Zoë looked at the evil black thing, drew in a deep breath, and walked over to its other side. It took her longer than it should have to figure out how to open the door, and then she realized it was so tall she’d have to climb onto a step to get in…but she held her breath and forced herself to do it.
Her belly squished with nausea as she settled in the chair of worn and split leather, sliding her quiver and pack onto the floor. The interior smelled like…something. She didn’t know what. But it was unfamiliar. After a moment, she realized she had to reach to pull the door closed. All the while, Quent said nothing. He didn’t even seem to be watching her.
He must be pretty damned pissed.
Well, so the fuck was she.
Zoë swallowed hard when he reached in front of her to grab something—a strap—from behind her right side.
“Buckle up,” he ordered, then proceeded to fit the strap’s metal link into a holder with a sharp clip. All without even brushing against her.
Zoë realized she was high off the ground, and that she could see much farther than when on foot. She gripped the edge of the seat as the vehicle started off with an unfriendly lurch, then proceeded to jounce and jolt along.
A wave of panic rushed through her and she drew in a deep breath. Quent might be blind with fury and wordless with anger. He might never touch her again—which was fine—and he might even leave her somewhere. But she didn’t
fear
him.
He might look like he was ready to kill her, but he wouldn’t. She just knew it.
So Zoë settled in her seat and gave him directions to the place she’d found Remy. Since that was the last place she’d seen Raul Marck, they’d start there.
And, she had to admit grudgingly, they’d arrive much sooner in this black behemoth than if they’d gone on foot. Or even on horseback.
God, it just fucking figured that, on top of everything else about him, he had to be right about this too.
For the remainder of the day, Quent could hardly allow himself to look at Zoë although he was fully aware of every damn breath she took, every time she moved. But the ice inside him, the emptiness in the pit of his belly, kept him distant.
Burned, his eyes now fully opened, he retreated.
They’d driven—if one could call the rough, bumpy motion driving—to what had been a small downtown area in a sort of Main Street
USA
, where Zoë had seen Raul Marck and rescued the woman who turned out to be Remington Truth. Arriving there just around noon, they had full daylight to search for and locate tire tracks, which they’d followed east as far as they could before the trail of matted-down grass and broken branches disappeared. It had been excruciating, getting out of the vehicle every few yards to see which direction the ambiguous trail went, but Zoë did it and she was damn good at it.
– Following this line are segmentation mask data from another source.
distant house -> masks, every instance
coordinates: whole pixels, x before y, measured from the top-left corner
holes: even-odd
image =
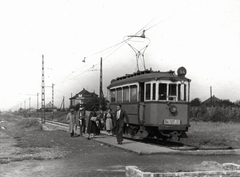
[[[42,110],[42,108],[40,110]],[[46,112],[56,112],[57,107],[52,105],[52,102],[50,101],[48,104],[45,105],[45,111]]]
[[[29,113],[31,113],[31,112],[37,112],[37,110],[36,110],[35,108],[29,108],[27,111],[28,111]]]
[[[98,97],[98,95],[94,92],[89,92],[85,88],[83,88],[82,91],[77,93],[75,96],[69,98],[70,100],[70,107],[76,106],[77,104],[80,104],[81,106],[84,106],[88,101],[92,100],[93,98]]]
[[[206,99],[205,101],[203,101],[201,103],[201,105],[205,105],[205,106],[212,106],[212,105],[216,105],[217,103],[221,102],[222,100],[215,97],[215,95],[211,96],[210,98]]]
And Quent had the added pleasure of being able to eye her perfect arse in those low-slung pants she liked to wear when she bent to examine the trail.
Once they’d lost the path, their only plan was to keep traveling in a circuitous route from where the trail ended and try to pick it up, or, when night fell, see if they could locate the headlights of a vehicle that might be—or lead them to—the Marcks. Now, it was near twilight and they’d settled in a middle-class suburban neighborhood for the evening to wait, and hunt.